Challenges to retention

But the main drawback for Yellow Springs is its lack of class-A professional office space. According to Wintrow, the village has long needed high-quality, corporate-suited office space that’s move-in ready and able to be leased, which businesses can use to free up capital and write off as an expense. Mark Duckwall of Yellow Springs Chiropractic trolled the village for five years for professional office space before accepting that in order to stay in the community he loved, he would have to leverage private resources to purchase and remodel the former art gallery on Corry Street. Not only were business loans for a doctor who has practiced in the community for over 30 years unavailable at the time, but he had to oversee a contracting job, which was a stress that diverted energy from his practice. In the end, the business was able to secure a partial loan from U.S. Bank and make room for two more chiropractors to share the office, but had Duckwall not been committed to the community and all that it has to offer, he could have jumped into a place in Fairborn that was twice as big for the same price and been closer to 675 and 70 percent of his patient base.
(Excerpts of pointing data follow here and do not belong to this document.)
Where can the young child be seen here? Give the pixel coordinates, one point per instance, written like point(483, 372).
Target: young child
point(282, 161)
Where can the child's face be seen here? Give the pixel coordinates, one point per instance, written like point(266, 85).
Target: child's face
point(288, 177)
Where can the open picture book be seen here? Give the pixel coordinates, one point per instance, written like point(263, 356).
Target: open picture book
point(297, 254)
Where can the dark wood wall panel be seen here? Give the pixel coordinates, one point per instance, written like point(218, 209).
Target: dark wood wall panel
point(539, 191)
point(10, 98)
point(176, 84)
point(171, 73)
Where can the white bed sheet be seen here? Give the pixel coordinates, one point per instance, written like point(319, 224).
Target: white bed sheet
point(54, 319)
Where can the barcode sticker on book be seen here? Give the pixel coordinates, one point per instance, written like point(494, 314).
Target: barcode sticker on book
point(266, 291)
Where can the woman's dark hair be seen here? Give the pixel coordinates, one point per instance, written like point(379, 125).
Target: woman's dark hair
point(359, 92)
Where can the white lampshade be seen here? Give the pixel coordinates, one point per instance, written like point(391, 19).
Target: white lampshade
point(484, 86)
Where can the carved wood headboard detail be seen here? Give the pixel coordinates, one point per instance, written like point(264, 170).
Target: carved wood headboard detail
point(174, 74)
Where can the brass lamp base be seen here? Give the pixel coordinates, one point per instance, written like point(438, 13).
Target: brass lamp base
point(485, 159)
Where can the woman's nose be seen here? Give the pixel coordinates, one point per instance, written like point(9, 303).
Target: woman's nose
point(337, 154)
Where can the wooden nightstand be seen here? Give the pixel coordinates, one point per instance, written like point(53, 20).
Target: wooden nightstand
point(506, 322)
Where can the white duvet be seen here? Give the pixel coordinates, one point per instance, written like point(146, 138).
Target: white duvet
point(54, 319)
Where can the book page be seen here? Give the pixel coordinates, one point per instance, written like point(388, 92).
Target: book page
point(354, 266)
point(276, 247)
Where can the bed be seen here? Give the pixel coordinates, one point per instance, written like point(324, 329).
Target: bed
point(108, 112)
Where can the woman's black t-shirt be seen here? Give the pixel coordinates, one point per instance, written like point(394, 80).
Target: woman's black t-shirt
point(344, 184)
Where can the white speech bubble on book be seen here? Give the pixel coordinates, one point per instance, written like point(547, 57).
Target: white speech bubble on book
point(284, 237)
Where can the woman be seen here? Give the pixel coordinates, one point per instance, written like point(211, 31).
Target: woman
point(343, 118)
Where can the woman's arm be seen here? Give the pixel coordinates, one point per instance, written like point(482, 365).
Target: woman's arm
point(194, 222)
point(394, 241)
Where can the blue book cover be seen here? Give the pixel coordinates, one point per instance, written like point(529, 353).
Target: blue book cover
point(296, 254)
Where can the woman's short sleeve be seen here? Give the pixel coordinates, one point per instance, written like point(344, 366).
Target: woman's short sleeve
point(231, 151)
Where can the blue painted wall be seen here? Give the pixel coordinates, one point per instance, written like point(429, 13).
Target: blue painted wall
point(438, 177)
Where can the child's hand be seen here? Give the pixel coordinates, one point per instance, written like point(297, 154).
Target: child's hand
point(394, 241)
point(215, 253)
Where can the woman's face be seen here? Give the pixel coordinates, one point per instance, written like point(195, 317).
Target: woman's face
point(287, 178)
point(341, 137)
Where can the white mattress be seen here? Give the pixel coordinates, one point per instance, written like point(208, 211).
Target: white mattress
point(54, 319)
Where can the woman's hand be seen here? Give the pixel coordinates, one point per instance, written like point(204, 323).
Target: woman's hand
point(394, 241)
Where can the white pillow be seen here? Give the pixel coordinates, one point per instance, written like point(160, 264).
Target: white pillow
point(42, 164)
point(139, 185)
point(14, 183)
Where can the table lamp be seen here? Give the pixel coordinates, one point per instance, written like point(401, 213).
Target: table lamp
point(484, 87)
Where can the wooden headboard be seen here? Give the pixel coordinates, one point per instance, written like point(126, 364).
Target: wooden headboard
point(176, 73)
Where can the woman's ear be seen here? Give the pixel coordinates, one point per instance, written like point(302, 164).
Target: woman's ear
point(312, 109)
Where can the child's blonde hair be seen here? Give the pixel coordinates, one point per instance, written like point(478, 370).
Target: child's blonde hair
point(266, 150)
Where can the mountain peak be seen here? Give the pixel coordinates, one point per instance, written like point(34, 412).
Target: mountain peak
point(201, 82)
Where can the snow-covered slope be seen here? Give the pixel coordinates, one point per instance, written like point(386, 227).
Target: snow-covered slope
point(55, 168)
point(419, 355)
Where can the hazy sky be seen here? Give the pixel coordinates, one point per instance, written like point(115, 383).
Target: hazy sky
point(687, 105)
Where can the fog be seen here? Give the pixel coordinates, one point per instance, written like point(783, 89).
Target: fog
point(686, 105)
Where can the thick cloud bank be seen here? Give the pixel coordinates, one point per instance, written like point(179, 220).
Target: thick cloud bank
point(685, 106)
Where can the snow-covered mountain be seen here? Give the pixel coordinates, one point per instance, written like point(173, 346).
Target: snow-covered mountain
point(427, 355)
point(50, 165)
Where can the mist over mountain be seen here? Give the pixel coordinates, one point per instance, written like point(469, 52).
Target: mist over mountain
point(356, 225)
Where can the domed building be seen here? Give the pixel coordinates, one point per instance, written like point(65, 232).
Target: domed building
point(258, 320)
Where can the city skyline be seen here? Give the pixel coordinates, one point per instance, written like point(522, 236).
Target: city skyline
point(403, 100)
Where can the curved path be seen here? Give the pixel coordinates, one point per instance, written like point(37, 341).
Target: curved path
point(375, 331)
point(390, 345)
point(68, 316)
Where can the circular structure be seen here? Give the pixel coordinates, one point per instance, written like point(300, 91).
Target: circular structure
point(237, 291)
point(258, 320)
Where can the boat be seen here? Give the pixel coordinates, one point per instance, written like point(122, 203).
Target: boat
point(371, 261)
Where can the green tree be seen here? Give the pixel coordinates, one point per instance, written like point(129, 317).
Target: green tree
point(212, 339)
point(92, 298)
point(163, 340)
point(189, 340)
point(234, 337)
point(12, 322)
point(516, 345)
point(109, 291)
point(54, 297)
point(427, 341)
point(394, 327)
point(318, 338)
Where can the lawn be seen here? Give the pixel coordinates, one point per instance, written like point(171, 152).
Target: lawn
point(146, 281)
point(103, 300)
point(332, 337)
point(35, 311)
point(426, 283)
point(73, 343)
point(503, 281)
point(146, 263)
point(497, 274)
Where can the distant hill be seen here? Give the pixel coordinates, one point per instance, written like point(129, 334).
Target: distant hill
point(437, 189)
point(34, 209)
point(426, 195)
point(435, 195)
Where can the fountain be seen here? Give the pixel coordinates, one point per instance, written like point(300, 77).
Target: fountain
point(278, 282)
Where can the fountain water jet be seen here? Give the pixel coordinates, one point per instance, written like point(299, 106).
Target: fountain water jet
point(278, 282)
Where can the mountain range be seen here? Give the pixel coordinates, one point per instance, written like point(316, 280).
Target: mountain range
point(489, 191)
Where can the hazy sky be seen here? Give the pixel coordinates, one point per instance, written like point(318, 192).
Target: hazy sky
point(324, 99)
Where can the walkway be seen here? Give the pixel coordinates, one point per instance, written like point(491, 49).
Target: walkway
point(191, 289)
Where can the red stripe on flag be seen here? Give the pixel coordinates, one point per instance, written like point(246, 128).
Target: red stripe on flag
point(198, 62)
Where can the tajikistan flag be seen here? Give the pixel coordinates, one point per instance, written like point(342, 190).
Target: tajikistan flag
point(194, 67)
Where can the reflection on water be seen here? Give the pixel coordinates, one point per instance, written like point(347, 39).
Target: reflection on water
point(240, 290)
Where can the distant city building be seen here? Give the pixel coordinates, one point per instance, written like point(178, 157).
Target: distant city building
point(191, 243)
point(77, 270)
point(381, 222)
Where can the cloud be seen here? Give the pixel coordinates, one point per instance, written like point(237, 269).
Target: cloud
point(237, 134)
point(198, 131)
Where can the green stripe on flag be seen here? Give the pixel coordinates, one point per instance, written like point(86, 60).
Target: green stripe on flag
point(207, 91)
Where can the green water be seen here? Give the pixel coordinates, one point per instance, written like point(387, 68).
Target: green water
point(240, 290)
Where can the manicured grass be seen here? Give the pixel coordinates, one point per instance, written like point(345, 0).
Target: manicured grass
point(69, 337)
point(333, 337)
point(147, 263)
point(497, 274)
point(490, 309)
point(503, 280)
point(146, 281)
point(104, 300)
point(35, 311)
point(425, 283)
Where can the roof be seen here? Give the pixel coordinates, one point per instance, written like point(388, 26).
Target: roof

Local residents Dan Dixon and Jeff Kohler had an experience that ended differently when they faced a similar predicament with their business LaserLinc. In 2007 the partners moved their growing business from a 1,400-square-foot space in Yellow Springs to a 20,000-square-foot finished space in Fairborn. In an interview this week Dixon said that he desperately wanted to stay in town and tried for years to find something, including possibly the Creative Memories space that e-Health is now considering. That the space in Fairborn cost about half of what he was paying in the village was much less a factor than that the space was big and available to move in immediately. Since leaving Yellow Springs, LaserLinc went from 14 to 24 employees and more than doubled its sales, including 30–40 percent growth last year over the year before.

“Yellow Springs is great — it’s a wonderful place to run a business, and everybody preferred Yellow Springs where we all walked to Tom’s and the barber shop and shopped at the Winds Wine Cellar and were part of the community,” Dixon said. “Now we’re in an industrial park, and everyone hates it, but it works. We have a lot of room, and we can be here for decades.”

While the village has begun to create more business space, current endeavors are taking longer than expected, including the Center for Business and Education, which could break ground this year, and Antioch College. Other solutions were in the works as well, including class-A mixed-use office space at Village Station, which was stalled due to lack of lease commitment and the economy. While long-term solutions, such as the Economic Sustainability Commission, are being explored, the short-term problems have yet to be resolved. But Village leaders are aware of the issues and are working to address the needs of individual businesses.

“This is a priority to find an opportunity for [Roi] to stay here in any way possible,” Wintrow said this week. “It’s a decision he and his partners are pretty close to being needing to make.”

While e-Health has immediate business needs, Sheridan also said this week that even if the business leaves the community now, it won’t rule out coming back in several years if the situation changes.

“If we go somewhere, we might be gone for two years or so, but if there’s an opportunity to come back, we’ll consider it.”